Most stations on the London Underground network have a
ticket window open for most of the day. But the take-up of Oyster, and ready
availability of machines to replenish those cards, and provide one-off tickets
and Travelcards, means that less people need to use them. Even so, today’s
announcement of total closure by 2015 has surprised many – because Bozza
promised them otherwise.
Being Mayor may involve more onerous duties than this, Bozza
But, before looking at the Mayor’s latest about turn, can
the system be run with no ticket office staff? Well, the Barcelona Metro was
down to a handful of them when I visited in late 2006, and four years later
even these had closed. Madrid has a human presence at the Airport, but most
large city centre stations have dispensed with such luxuries. There are ticket
machines. You can buy season tickets online.
In Italian cities like Rome, Milan and Naples, ticket
purchase for one-off journeys and day passes is farmed out to news kiosks. Many
stations on the Lisbon Metro have opening hours that don’t start until after
the morning peak kicks off – there are machines to issue one-off tickets and
charge up your smartcard. You’ll find a similar situation in Germany and the
Netherlands.
Paris, on the other hand, maintains a ticket office at most
stations, but for how long is not known. So when Bozza decided to run for Mayor
back in 2007, he could have seen which way the wind was blowing in mainland
Europe before challenging Ken Livingstone over ticket office closures. Livingstone
had revealed that the 38 least used offices were selling 249 tickets a day
or less.
In fact, the office at Fairlop (Central Line Hainault loop,
in case you need to look) was selling a mere fifteen a day. Livingstone was
convinced of the case to close offices where demand was low and redeploy staff
to other customer facing duties, or to drive trains. The problem for Bozza was
that, in running for Mayor, he had committed himself to keeping them all open (not
everyone was convinced).
Now push has come to shove and he’s had to ditch the policy.
The pill is being sweetened by also announcing that some Tube lines (Jubilee,
Victoria, Central from Ealing Broadway to Hainault via Newbury Park, and
Northern from Morden to both Edgware and High Barnet via Charing Cross) will have 24-hour
operation at weekends. But it’s still a U-Turn.
So there will be a requirement for more drivers.

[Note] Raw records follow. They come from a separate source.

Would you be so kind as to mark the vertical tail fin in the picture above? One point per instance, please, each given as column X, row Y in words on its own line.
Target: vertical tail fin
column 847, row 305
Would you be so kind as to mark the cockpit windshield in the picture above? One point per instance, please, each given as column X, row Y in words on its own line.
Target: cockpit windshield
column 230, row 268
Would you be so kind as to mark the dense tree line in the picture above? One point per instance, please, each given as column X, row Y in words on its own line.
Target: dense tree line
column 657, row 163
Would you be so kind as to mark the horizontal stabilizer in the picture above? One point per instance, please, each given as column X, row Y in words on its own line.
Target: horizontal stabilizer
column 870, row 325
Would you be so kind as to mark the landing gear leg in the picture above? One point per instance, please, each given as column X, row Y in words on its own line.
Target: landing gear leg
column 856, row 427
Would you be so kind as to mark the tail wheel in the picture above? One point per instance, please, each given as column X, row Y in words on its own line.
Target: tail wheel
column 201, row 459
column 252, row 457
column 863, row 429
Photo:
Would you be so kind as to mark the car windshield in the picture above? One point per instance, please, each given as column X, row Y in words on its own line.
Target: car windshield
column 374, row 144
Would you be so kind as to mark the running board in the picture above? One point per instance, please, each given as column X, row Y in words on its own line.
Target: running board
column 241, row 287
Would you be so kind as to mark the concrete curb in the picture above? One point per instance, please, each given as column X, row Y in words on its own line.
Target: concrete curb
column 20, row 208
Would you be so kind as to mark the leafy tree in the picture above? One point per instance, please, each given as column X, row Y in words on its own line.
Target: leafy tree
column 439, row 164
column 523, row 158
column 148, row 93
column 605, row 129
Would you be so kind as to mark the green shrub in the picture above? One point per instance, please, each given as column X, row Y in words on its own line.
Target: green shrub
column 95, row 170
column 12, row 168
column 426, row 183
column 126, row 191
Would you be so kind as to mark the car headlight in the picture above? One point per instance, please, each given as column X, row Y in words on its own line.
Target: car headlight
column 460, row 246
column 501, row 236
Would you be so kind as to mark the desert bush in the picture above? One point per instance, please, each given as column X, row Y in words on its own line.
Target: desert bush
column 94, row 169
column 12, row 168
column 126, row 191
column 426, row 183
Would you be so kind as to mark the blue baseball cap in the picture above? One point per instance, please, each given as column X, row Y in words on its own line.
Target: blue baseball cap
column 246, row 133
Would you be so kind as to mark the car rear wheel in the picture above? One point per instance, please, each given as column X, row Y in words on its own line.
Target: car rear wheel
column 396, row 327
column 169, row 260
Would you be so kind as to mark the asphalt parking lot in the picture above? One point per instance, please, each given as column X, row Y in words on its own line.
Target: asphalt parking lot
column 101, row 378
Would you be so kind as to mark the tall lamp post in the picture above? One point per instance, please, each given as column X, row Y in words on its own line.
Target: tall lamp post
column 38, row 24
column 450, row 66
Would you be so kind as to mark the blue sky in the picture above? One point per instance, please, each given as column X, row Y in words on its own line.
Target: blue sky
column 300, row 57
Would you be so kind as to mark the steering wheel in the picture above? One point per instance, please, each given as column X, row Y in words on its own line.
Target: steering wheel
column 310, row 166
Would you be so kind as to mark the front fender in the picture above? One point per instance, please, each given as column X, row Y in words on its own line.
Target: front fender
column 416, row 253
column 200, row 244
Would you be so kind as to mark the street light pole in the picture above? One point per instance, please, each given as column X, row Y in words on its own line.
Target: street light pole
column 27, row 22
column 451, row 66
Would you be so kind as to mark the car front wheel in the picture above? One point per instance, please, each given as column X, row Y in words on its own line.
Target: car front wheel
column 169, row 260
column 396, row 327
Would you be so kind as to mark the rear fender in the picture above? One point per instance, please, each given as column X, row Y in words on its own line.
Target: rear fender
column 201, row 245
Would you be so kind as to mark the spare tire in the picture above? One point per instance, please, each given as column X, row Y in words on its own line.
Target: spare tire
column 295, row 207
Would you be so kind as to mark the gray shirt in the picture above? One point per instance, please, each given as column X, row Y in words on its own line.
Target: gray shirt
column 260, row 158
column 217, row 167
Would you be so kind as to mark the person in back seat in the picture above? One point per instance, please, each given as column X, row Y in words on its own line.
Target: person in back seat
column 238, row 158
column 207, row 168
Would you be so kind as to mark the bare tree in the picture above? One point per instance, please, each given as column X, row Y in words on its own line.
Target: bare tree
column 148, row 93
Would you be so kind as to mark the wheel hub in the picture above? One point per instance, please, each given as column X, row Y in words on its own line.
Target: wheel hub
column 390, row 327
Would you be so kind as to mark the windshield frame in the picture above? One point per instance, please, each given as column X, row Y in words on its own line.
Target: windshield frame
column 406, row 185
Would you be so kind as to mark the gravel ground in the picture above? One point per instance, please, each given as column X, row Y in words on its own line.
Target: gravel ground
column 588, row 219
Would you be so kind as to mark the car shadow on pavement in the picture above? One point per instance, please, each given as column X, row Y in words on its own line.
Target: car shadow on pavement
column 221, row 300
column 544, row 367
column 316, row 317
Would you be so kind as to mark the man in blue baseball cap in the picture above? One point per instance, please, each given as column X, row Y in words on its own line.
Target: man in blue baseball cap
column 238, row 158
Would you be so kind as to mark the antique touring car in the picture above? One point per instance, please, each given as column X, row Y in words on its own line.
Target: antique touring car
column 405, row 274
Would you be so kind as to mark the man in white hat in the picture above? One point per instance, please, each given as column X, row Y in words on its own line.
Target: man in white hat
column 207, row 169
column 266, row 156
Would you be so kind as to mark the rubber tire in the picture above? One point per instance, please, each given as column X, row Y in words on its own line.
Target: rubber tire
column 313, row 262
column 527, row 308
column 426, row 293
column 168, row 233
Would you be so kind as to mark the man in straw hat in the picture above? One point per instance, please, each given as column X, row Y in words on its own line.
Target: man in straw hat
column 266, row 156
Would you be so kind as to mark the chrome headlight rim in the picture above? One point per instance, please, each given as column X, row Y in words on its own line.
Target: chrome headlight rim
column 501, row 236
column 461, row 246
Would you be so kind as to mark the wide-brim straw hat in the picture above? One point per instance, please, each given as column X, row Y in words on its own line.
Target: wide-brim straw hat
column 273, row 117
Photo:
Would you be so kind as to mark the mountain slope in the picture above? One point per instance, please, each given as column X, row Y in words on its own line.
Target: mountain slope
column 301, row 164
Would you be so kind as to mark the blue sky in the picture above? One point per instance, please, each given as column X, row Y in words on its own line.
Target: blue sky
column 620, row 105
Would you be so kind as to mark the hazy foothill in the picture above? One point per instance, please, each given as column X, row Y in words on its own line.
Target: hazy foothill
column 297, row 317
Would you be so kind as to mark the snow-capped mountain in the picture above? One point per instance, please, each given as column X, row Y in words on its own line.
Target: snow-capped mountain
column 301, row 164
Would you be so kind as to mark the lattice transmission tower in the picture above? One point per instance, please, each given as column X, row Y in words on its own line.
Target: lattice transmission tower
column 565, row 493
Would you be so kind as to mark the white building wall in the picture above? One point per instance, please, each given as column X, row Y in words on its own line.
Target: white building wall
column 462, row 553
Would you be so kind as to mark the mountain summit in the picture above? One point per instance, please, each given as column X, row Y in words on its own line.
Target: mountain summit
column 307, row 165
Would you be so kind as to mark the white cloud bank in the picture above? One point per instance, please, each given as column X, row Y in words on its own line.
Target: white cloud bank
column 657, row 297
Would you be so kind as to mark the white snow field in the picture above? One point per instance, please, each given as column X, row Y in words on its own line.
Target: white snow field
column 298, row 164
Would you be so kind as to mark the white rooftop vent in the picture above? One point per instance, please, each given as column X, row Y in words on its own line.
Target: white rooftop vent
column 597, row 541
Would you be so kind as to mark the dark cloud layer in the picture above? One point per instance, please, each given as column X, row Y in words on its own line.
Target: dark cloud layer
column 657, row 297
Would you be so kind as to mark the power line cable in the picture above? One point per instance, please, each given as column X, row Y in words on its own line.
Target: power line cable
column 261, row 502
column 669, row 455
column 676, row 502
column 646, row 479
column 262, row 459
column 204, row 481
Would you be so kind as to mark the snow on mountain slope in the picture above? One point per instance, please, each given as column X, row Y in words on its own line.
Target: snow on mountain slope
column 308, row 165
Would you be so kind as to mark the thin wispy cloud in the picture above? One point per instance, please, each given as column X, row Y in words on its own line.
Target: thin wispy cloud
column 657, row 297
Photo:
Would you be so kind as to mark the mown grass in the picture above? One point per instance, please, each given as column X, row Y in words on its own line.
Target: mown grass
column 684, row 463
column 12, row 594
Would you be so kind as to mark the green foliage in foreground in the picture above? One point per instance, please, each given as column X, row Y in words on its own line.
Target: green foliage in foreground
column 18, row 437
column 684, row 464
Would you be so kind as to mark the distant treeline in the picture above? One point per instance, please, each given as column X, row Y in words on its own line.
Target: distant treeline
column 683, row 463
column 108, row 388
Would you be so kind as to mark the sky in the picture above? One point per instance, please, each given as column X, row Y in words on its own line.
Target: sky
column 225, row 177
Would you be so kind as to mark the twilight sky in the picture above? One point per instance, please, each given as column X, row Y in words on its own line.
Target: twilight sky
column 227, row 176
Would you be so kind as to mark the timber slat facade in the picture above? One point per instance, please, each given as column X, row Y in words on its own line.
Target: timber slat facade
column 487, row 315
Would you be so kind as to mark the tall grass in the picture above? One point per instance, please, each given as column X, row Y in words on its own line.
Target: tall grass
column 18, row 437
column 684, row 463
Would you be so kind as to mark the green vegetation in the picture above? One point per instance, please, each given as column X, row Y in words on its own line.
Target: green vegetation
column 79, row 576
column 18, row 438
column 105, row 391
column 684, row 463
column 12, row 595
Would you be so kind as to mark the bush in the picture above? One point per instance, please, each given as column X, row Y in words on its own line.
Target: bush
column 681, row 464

But whether
750 ticket office staff can be absorbed without compulsory redundancy is
doubtful. That is the legacy of Bozza chasing the popular vote without his team
engaging brain and thinking it through. Yes, the system can probably manage
without ticket offices, but he promised in 2007, and
again four years later.
That’s what happens when you get a part-time Mayor. You were warned.
The way I read the announcements, the loss of booking clerk jobs will be much more than 750. The nett loss of jobs will be 750, the gross loss of booking clerk jobs will be much higher. The figure of 750 has been arrived at by subtracting new jobs (possibly extra drivers and night staff at stations) from the gross loss of jobs.
ReplyDeleteI have to wonder whether the "all-night tube" plan has been properly thought through. TfL was saying until very recently that engineering hours on these lines was the bare minimum, but now apparently TfL can do without engineering hours on two nights a week (including the useful 6 hours on Sunday morning). Will it really happen? Is it a ploy to distract attention from another abandoned pledge by Boris?